Estimation of Price Surfaces¶

This notebook outlines how to use the lowess.SmoothDates model to fit a LOWESS estimate where the coefficients change over time.

Imports¶

import pandas as pd
import numpy as np

import matplotlib.pyplot as plt
import seaborn as sns

import pickle

from moepy import lowess, moe, eda, surface

Data Preparation¶

We'll first load the data in

df_EI = pd.read_csv('../data/ug/electric_insights.csv')

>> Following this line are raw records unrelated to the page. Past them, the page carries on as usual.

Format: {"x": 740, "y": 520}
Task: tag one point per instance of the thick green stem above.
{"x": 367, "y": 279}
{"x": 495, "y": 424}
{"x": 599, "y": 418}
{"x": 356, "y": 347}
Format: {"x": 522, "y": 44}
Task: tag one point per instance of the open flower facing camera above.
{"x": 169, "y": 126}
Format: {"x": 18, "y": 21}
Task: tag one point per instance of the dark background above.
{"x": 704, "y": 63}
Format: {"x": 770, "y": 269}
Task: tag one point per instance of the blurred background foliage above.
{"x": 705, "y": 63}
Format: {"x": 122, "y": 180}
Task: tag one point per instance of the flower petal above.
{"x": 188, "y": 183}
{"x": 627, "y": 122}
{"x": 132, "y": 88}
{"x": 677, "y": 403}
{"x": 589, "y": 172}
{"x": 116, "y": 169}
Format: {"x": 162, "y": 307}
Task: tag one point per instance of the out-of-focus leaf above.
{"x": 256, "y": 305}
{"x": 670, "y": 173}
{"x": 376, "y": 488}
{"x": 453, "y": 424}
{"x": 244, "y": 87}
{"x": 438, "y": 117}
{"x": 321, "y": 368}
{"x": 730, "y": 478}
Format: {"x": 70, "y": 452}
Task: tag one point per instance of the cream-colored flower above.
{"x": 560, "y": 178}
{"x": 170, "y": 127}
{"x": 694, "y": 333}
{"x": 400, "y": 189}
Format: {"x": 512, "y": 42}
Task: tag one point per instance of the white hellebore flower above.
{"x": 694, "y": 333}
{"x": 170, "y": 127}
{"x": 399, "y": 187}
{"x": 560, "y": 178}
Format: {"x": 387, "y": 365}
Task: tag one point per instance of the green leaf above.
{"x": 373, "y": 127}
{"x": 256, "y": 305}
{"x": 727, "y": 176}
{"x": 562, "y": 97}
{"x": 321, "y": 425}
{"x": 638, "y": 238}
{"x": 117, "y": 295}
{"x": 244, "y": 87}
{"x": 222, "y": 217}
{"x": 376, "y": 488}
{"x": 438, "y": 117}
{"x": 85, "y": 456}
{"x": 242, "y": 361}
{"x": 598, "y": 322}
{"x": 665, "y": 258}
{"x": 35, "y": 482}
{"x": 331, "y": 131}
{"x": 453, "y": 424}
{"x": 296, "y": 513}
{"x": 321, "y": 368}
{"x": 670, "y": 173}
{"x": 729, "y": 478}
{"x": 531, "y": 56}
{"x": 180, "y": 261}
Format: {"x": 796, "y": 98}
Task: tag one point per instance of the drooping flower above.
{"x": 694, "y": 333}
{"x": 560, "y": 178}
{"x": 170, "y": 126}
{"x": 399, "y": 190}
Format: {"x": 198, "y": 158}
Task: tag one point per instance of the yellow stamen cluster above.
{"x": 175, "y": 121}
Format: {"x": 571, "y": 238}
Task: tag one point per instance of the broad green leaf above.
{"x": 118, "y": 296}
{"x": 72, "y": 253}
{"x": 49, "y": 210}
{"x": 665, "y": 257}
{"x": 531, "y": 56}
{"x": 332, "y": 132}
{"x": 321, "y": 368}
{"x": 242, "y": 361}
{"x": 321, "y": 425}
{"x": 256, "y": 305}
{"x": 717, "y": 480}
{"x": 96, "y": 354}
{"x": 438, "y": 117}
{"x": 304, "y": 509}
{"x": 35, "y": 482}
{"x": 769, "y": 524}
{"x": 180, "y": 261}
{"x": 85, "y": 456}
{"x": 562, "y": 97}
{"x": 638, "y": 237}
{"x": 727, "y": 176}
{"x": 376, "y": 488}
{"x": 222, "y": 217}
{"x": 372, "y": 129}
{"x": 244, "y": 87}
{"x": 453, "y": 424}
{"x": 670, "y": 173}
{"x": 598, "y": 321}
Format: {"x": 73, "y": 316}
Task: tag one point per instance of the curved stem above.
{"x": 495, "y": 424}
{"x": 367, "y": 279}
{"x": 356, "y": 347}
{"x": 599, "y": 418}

df_EI['local_datetime'] = pd.to_datetime(df_EI['local_datetime'], utc=True)
df_EI = df_EI.set_index('local_datetime')

df_EI.head()

local_datetime	day_ahead_price	SP	imbalance_price	valueSum	temperature	TCO2_per_h	gCO2_per_kWh	nuclear	coal	...	demand	pumped_storage	wind_onshore	wind_offshore	french	irish
2010-01-01 00:00:00+00:00	32.91	1	55.77	55.77	1.1	16268	429	7.897	9.902	...	37.948	-0.435	nan	nan	1.963	-0.234
2010-01-01 00:30:00+00:00	33.25	2	59.89	59.89	1.1	16432	430	7.897	10.074	...	38.227	-0.348	nan	nan	1.974	-0.236
2010-01-01 01:00:00+00:00	32.07	3	53.15	53.15	1.1	16318	431	7.893	10.049	...	37.898	-0.424	nan	nan	1.983	-0.236
2010-01-01 01:30:00+00:00	31.99	4	38.48	38.48	1.1	15768	427	7.896	9.673	...	36.918	-0.575	nan	nan	1.983	-0.236
2010-01-01 02:00:00+00:00	31.47	5	37.7	37.7	1.1	15250	424	7.9	9.37	...	35.961	-0.643	nan	nan	1.983	-0.236

Then extract the relevant time-series for our analysis

df_EI_model = df_EI[['day_ahead_price', 'demand', 'solar', 'wind']].dropna()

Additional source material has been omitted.